"Serving the Children of the World"
Kiwanis International is a global organization of members dedicated to serving the children of the world. Kiwanis and its family of clubs — nearly 600,000 members strong — annually raise more than US $100 million and dedicate more than 18 million volunteer hours to strengthen communities and serve children. Members of every age attend regular meetings, experience fellowship, raise funds for various causes and participate in service projects that help their communities.
Collaborations with UNICEF
The Eliminate Project
Kiwanis International and UNICEF have joined forces to combat maternal and neonatal tetanus (MNT) worldwide. This historic initiative, called "The Eliminate Project," will protect the lives of babies and mothers all over the globe and will help end this cruel, centuries-old disease.
The more than 100 million women, along with their future newborns, who will be protected through global MNT elimination efforts live in areas scarred by poverty, poor medical infrastructure or humanitarian crises. The Eliminate Project will also help pave the way for the delivery of other lifesaving services, such as clean water, nutrition and other vaccines.
You can help. Support The Eliminate Project, the historic partnership with Kiwanis International to help rid the world of MNT.

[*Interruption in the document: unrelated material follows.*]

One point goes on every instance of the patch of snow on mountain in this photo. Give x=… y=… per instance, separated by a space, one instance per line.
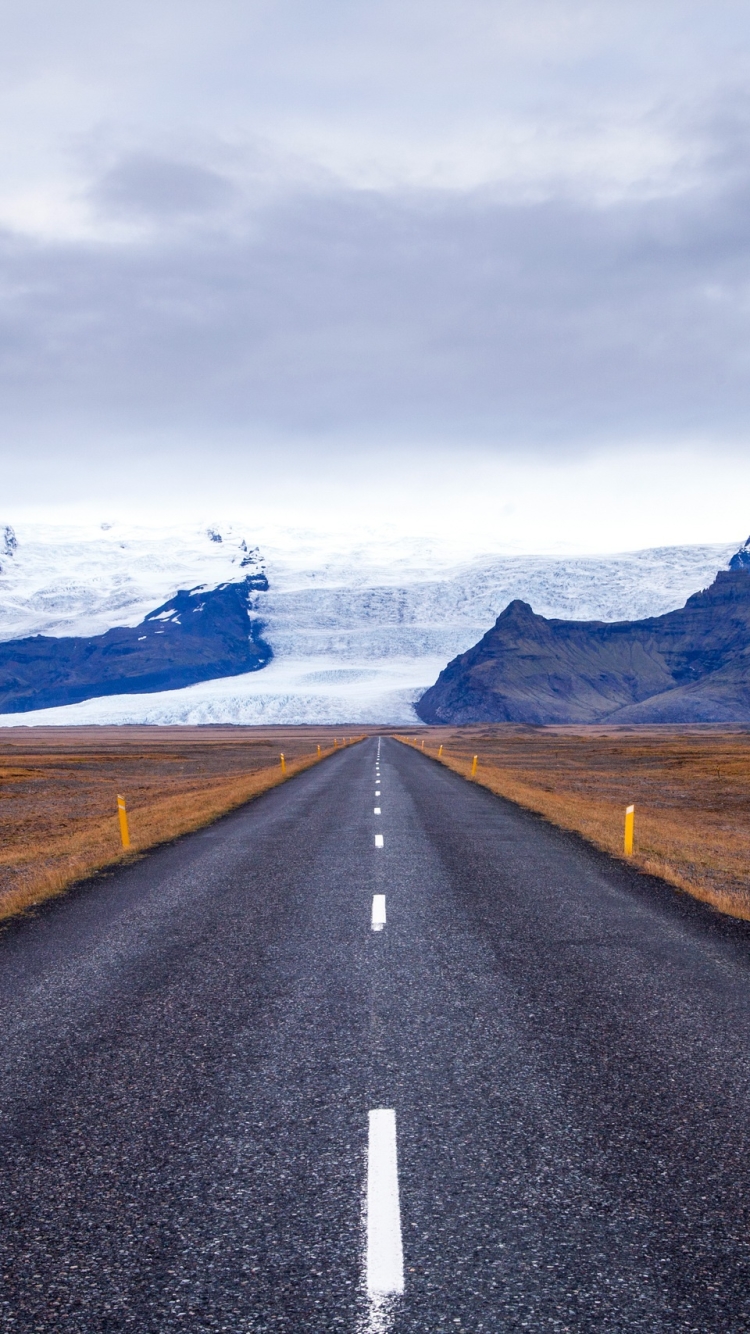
x=358 y=630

Iodine Deficiency Disorder (IDD)
In addition to partnering with UNICEF to eliminate MNT, the Kiwanis family has raised and leveraged almost $100 million to virtually eliminate iodine deficiency, the single most important preventable cause of brain damage among children, and insure children a smart start in life. Members of the Kiwanis family can take great pride in their accomplishments. Through the dedication and hard work of the Kiwanis family to raise money and awareness of the problem as well as to motivate governments and industry to act, millions of children have been protected against the invisible but devastating effects of iodine deficiency.
Kiwanis-raised funds are now at work in more than 89 nations and more than 80 million children in the developing world will be born free of iodine deficiency disorder this year. The number of households estimated to be consuming iodized salt has jumped dramatically from 20 percent in 1990 to more than 70 percent in 2005.